WSJ editorial falsely asserted "[n]ot a single man, woman or child has been killed by terrorists on U.S. soil since the morning of September 11"
Written by Christine Schwen
Published
A January 16 Wall Street Journal editorial falsely asserted that "[n]ot a single man, woman or child has been killed by terrorists on U.S. soil since the morning of September 11." In fact, shortly after September 11, 2001, letters laced with anthrax were mailed through the U.S. Postal Service. As the Journal previously reported, those letters “killed five people, sickened 17 others and crippled mail delivery for months.” Indeed, the January 16 Journal editorial mentioned “the anthrax panic” that occurred “in the weeks after 9/11” but did not note the fatalities caused by those attacks. In an article on its website about the attacks, the FBI noted that “the nation was terrorized in what became the worst biological attacks in U.S. history.” A separate article on the FBI website called the anthrax attacks “the worst case of bioterrorism in U.S. history.”

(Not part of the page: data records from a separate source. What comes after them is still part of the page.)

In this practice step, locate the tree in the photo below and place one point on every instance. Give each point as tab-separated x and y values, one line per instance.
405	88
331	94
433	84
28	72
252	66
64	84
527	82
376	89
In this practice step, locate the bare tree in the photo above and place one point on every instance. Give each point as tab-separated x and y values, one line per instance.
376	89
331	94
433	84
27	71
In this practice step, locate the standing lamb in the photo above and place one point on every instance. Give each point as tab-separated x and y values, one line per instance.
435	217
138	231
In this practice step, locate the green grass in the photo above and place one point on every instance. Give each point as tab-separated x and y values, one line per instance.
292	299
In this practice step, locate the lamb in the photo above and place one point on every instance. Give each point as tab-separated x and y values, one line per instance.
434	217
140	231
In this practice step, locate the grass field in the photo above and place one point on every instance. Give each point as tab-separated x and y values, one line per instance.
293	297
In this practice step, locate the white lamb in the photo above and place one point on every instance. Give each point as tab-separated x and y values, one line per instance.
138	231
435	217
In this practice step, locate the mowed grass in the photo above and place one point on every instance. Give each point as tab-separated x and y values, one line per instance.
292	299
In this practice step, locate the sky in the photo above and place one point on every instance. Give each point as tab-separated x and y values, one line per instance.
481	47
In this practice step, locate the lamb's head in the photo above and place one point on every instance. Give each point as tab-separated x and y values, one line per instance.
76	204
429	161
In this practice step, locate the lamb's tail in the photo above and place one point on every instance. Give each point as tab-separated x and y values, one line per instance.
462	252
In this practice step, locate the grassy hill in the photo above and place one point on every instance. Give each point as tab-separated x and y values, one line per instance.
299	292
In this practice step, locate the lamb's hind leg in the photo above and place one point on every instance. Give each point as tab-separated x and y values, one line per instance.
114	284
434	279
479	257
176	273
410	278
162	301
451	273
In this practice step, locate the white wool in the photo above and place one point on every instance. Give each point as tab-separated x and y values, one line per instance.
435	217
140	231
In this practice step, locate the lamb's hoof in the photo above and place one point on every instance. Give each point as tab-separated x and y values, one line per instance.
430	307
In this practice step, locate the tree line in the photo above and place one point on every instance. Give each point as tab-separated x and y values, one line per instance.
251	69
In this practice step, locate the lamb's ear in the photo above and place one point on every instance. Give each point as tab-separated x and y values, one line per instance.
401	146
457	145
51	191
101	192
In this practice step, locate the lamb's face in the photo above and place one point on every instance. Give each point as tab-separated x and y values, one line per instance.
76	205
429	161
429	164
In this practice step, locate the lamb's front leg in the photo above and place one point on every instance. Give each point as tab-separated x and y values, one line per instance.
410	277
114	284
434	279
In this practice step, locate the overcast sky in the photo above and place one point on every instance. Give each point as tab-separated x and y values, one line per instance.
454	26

From the Journal editorial:
By his own standard, Mr. Bush achieved the one big thing he and all Americans demanded of his Administration. Not a single man, woman or child has been killed by terrorists on U.S. soil since the morning of September 11. Al Qaeda was flushed from safe havens in Afghanistan, then Iraq, and its terrorist network put under siege around the world. All subsequent terror attacks hit soft targets and used primitive means. No one seriously predicted such an outcome at the time.

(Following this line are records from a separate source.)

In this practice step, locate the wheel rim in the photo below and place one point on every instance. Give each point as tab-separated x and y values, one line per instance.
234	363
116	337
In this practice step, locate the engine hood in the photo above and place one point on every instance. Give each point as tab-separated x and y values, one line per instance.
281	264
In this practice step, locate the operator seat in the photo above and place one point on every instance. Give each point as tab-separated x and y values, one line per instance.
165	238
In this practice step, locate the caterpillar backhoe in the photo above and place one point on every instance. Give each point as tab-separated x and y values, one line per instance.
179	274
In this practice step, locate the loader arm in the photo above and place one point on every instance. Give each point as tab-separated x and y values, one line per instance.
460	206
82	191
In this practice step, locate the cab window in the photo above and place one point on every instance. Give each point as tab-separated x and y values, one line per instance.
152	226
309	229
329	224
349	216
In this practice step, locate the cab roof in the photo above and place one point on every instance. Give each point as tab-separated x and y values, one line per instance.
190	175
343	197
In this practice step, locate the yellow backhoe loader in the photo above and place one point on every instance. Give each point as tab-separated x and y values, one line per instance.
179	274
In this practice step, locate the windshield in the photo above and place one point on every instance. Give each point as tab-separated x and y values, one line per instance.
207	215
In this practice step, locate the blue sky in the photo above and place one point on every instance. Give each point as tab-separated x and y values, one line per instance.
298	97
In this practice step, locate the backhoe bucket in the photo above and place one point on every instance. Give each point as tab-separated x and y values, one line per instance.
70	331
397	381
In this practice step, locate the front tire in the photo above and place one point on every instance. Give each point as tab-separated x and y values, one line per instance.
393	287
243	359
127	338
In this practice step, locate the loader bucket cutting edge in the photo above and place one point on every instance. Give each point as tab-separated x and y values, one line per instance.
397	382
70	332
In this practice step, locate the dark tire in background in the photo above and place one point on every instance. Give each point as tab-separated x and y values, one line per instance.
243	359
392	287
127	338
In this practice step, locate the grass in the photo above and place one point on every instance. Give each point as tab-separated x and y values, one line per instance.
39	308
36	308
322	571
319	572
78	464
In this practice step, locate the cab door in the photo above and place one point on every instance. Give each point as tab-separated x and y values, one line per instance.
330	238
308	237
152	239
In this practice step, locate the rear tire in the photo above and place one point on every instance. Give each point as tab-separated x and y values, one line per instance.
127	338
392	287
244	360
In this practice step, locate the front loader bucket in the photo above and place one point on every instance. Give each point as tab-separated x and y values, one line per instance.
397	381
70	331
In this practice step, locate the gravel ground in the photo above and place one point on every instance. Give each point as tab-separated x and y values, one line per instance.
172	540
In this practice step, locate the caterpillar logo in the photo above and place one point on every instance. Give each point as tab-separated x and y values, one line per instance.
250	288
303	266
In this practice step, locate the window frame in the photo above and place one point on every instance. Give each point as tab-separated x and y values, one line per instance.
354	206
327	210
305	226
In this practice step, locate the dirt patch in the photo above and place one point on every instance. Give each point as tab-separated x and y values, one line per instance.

The Administration's achievement goes beyond lives saved to American confidence restored. Memories fade fast. Recall the fear about imminent strikes, the anthrax panic and the 98-1 Senate vote for the Patriot Act in the weeks after 9/11. Americans yearned for leadership that this President provided. He calmed the fears and urged tolerance at home, saying on that memorable evening, “We are in a fight for our principles, and our first responsibility is to live by them.”
His most controversial and difficult decision, the war in Iraq, was consistent with his post-9/11 doctrine to regard “any nation that continues to harbor or support terrorism ... as a hostile regime” and pre-empt threats to America from rogue regimes and proliferators. The failure to discover WMD gave opponents the opening to claim the war was fought on false premises, but Bill Clinton, Democrats on Capitol Hill and every major intelligence service also believed Saddam had WMD.